Der Vorgang des Impfens sollte in öffentlicher Hand liegen. Er wird nicht nur logistisch einmalige Anforderungen an unser Gesundheitssystem stellen, sondern er wird auch eine Bewährungsprobe für die große Solidarität, die gegenseitige Verantwortlichkeit und den Bürgersinn, die wir in dieser Pandemie erlebt haben.
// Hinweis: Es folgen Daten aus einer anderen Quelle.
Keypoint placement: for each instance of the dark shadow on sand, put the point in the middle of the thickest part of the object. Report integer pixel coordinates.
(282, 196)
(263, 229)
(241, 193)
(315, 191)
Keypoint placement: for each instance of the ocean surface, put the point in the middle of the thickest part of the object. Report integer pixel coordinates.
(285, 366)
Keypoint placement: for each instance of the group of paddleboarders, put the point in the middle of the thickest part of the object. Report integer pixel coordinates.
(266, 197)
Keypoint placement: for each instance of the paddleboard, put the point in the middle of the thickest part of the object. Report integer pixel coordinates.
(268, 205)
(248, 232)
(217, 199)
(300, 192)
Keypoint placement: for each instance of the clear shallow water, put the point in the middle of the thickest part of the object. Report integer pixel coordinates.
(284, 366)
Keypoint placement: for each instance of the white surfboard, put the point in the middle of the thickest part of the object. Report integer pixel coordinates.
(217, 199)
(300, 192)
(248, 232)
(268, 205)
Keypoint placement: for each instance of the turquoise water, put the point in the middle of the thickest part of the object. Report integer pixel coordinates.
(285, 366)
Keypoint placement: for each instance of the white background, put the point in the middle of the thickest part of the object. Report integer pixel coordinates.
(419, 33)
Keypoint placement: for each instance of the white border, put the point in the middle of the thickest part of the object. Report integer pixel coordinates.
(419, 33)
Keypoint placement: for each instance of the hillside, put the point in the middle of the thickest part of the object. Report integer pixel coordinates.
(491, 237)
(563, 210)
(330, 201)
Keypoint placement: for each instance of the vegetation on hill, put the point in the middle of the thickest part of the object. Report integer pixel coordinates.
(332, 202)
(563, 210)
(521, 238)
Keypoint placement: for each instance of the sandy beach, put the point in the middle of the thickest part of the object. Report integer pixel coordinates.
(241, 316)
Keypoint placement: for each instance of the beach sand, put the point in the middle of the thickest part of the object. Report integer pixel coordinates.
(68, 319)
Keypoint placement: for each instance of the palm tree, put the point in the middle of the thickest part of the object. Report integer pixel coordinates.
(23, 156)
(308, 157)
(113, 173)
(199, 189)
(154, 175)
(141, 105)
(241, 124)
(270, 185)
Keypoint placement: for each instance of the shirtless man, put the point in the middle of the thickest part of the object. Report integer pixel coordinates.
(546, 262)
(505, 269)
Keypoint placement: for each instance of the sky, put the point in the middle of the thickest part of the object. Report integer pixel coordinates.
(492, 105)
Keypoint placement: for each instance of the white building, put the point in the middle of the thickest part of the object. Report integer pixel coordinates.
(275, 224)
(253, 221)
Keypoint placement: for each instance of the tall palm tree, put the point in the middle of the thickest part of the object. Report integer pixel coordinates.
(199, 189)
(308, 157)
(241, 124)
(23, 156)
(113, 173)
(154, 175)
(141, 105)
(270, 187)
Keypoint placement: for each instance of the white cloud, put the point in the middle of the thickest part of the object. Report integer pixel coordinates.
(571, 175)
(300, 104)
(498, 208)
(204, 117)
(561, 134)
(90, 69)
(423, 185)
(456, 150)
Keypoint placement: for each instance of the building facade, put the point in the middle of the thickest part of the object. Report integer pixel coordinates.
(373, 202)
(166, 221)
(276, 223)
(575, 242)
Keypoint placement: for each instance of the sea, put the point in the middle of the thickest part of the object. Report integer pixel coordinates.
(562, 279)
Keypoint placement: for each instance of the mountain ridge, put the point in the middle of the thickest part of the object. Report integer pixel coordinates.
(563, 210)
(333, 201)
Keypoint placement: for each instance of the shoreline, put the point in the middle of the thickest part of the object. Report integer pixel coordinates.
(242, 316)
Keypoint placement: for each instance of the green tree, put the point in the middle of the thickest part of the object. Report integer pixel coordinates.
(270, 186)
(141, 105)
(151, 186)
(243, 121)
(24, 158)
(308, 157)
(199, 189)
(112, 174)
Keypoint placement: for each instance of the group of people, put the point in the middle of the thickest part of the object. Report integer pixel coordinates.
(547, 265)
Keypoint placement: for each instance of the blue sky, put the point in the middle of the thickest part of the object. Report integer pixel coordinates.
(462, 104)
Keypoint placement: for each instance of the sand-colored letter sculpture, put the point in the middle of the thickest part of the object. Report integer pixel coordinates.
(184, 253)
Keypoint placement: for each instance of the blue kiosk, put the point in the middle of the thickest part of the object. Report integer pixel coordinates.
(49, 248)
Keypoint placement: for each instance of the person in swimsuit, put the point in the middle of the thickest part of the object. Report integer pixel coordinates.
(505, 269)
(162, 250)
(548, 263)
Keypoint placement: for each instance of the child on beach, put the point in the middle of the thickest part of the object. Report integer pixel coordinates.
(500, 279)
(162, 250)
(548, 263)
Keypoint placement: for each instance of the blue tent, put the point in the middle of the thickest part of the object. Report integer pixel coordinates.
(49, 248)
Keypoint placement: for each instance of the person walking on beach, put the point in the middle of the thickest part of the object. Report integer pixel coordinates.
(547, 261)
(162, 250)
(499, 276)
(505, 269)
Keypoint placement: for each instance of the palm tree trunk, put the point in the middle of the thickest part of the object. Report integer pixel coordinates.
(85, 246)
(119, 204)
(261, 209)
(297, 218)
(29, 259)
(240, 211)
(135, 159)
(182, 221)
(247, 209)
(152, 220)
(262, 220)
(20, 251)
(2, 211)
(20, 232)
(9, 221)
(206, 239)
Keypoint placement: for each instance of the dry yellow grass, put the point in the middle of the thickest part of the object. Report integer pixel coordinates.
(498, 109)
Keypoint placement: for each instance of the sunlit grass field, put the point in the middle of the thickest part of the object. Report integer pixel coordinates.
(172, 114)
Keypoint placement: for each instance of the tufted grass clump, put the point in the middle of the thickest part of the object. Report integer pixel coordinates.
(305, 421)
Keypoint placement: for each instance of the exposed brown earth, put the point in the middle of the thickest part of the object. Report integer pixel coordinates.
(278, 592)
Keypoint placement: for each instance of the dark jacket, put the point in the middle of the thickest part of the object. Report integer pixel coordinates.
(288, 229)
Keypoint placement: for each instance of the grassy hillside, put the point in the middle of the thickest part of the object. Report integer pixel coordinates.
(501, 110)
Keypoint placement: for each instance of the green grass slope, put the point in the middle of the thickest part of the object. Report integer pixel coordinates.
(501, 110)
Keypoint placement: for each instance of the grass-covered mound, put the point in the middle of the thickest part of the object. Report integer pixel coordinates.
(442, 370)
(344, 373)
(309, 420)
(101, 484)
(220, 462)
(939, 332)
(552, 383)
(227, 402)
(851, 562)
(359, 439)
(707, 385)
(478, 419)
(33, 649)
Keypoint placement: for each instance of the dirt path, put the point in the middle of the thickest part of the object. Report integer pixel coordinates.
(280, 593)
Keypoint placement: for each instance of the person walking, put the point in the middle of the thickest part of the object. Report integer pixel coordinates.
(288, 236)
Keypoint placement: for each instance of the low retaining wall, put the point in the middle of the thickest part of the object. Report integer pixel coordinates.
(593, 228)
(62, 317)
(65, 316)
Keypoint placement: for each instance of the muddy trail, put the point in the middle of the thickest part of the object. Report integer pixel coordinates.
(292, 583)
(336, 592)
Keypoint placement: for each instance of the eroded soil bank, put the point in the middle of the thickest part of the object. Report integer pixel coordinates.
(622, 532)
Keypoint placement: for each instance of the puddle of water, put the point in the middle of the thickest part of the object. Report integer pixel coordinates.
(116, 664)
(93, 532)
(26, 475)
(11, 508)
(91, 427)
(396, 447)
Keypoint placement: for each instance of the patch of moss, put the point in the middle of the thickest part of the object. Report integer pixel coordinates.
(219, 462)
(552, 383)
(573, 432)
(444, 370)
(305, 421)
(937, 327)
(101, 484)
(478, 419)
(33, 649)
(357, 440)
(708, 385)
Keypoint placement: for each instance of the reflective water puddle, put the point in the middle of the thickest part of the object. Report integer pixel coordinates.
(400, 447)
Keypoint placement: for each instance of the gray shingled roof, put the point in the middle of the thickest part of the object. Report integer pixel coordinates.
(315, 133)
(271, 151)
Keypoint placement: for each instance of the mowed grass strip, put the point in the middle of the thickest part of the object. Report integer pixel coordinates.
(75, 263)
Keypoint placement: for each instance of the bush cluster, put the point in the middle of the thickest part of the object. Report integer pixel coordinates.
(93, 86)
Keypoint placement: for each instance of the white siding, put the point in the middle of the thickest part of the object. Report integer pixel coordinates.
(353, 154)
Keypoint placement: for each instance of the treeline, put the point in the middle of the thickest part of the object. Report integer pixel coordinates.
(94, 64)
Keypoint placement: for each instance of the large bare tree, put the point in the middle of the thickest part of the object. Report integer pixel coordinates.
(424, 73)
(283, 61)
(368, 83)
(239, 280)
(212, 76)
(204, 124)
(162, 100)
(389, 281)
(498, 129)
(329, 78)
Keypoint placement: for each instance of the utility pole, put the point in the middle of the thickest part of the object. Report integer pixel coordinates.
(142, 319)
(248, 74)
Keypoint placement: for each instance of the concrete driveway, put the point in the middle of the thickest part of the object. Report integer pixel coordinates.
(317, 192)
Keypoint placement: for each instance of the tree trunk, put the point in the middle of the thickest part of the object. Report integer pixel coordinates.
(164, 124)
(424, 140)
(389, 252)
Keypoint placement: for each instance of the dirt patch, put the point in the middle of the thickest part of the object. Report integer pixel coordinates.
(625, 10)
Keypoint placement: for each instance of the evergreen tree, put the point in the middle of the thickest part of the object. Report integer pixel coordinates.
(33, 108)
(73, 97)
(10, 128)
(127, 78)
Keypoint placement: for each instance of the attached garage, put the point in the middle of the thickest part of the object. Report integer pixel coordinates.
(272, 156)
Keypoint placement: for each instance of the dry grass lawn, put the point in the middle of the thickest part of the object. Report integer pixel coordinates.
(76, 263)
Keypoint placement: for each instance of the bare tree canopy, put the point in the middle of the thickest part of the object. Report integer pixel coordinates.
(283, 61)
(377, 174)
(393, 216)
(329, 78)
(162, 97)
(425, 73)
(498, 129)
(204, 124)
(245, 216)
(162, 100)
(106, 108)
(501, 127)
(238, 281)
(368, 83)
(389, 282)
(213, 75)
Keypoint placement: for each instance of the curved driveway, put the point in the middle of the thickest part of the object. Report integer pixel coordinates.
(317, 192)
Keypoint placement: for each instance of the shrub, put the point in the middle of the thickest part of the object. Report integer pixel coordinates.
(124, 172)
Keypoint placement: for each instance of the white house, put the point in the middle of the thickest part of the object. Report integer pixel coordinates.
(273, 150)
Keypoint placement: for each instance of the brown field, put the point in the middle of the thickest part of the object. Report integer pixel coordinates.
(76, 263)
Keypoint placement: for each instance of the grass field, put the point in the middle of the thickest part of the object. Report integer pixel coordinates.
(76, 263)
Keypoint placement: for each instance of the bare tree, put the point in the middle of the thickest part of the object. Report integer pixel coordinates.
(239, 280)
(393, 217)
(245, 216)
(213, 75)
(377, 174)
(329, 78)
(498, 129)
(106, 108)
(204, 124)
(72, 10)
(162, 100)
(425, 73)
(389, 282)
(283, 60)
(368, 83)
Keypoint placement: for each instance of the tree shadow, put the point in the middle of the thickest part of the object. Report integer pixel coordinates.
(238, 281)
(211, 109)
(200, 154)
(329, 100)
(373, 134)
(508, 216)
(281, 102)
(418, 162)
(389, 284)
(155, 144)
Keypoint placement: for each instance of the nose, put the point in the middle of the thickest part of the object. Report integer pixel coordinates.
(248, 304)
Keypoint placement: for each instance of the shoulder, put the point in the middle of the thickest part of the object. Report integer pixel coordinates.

Ich plädiere sehr dafür, dass neben der ständigen Impfkommission, dem Ethikrat und Wissenschaftlern auch Sozialverbände und Gewerkschaften in die Erarbeitung der Grundsätze zur Impfstoffverteilung eingebunden werden. Es kann uns gelingen, dass unser Land gut aus der Pandemie herauskommt, wenn wir ein Höchstmaß an Vertrauen und Verständnis in dieser Verteilungsdiskussion erreichen können.

Die Verteilungsfrage hat eine wissenschaftlich-medizinische, eine ethische, aber auch sozialpolitische Dimension, der wir uns als Gesellschaft stellen müssen. Ein gutes Impfkonzept stärkt den sozialen Zusammenhalt. Die Bürger:innen erwarten hier zurecht Antworten, die überzeugen und so auch das Vertrauen in die Politik stärken. Dies gilt besonders dann, wenn wir in der ersten Phase ein Rationierungsproblem mit einem Covid-19-Impfstoff haben werden.

Zugleich gilt es über unsere Landesgrenzen hinauszuschauen. Das betrifft nicht nur Europa, es betrifft bei Corona buchstäblich die ganze Welt. Wir dürfen also die ärmeren Länder oder auch all jene Regionen, die keine ausreichende Gesundheitsversorgung haben, nicht zurücklassen. Auch hier müssen die reichen Länder bereit sein zu geben und es darf keinen Handel mit dem Impfschutz geben. Kriterium darf nicht sein, wieviel Impfdosen am Ende die reichen Länder bereit sind zur Verfügung zu stellen, sondern wieviel Impfstoff verteilt werden muss, damit die Pandemie zurückgeht. Hier ist nachdrücklich die Weltgesundheitsorganisation politisch und finanziell zu stärken. Auf globaler Ebene werden wir nur sicher vor Covid-19 geschützt sein, wenn alle geschützt sind.